Remove rows from one dataset matching rows in another dataset

GLS · November 15, 2024, 6:21pm

I am working with a 1.3 million rows dataset with birthweights from which I need to remove about 1.2 k of matching birthweight rows of subjects with a specific condition in another dataset, in order to do statistical analyses.

Any idea on how to do that?

Thank you in advance,

GLS

Olaf · November 15, 2024, 6:31pm

Do from the big dataset a lookup to the smaller one, you can use what ever filled field in that data set (or you create with NewCol a new field with text like „remove“).

The looked up value should now mark the records to be removed.
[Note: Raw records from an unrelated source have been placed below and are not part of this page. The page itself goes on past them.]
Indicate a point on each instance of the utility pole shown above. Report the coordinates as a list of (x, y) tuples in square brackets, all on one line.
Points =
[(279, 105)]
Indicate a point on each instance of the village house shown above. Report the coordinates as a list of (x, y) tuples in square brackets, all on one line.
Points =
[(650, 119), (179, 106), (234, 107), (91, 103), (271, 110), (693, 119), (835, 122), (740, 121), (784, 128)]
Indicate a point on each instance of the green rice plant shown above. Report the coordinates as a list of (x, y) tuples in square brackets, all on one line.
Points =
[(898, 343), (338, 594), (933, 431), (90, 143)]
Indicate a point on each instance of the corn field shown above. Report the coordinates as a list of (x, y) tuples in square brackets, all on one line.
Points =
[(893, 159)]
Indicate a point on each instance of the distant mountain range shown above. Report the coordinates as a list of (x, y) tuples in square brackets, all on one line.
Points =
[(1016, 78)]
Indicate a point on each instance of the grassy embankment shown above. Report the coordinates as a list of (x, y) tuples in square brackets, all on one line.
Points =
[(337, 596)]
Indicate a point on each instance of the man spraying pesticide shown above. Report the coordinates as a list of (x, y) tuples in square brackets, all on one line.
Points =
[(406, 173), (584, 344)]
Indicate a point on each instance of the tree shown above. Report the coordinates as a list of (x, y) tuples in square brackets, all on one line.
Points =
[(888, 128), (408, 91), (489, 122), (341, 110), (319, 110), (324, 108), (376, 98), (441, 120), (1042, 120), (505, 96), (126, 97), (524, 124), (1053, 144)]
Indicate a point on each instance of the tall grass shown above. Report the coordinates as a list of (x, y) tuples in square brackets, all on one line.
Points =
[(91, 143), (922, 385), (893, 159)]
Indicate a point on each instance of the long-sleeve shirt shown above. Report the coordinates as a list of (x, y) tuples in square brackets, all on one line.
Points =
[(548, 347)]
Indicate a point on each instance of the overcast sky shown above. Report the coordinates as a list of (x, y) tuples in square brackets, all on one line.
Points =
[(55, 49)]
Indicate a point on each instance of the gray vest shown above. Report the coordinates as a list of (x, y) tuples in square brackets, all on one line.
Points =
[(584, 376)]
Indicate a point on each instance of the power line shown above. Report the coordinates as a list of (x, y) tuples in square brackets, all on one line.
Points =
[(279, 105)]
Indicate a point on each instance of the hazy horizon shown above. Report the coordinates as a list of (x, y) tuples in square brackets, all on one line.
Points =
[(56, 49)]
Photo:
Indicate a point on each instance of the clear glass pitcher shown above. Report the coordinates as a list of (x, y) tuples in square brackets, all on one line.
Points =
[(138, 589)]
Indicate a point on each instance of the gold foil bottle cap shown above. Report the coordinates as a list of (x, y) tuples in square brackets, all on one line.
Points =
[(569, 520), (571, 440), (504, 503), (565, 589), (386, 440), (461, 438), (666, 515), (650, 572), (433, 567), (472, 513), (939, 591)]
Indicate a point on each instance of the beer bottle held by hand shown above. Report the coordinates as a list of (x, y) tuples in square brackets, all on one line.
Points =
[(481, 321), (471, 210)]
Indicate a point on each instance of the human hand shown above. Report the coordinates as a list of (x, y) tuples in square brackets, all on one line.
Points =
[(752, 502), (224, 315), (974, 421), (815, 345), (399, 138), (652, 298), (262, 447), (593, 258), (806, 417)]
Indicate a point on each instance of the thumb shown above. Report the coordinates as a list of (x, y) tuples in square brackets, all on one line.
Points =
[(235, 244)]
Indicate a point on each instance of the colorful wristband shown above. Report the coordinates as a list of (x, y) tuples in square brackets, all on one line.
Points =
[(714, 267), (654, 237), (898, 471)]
With this you can use filter to keep only rows where the lookup value is empty. Afterwards you can remove the column with the lookup value.

Admin · November 15, 2024, 7:09pm

If you main dataset looks like this:

ID	Weight	Condition
001	6.5
002	8.1	jaundice
003	7.5	premature
004	6.9

And you want to remove all rows with jaundice or premature in the Condition column. Then just use the Subtract transform with a second data with all the values you want to remove:

Condition
jaundice
premature

babyweight.transform (2.2 KB)

If the data is less clean you might have to use one of the new ‘contains’ variants in Lookup, as suggested by @Olaf .

Olaf · November 15, 2024, 7:13pm

Example:

Remove rows by second table.transform (4.6 KB)

Olaf · November 15, 2024, 7:19pm

And now with the subtract, which is even more simple, but a form of brute force. If it is based on additional criteria in the second set, the lookup might be the best choice as you can lookup for the criteria value.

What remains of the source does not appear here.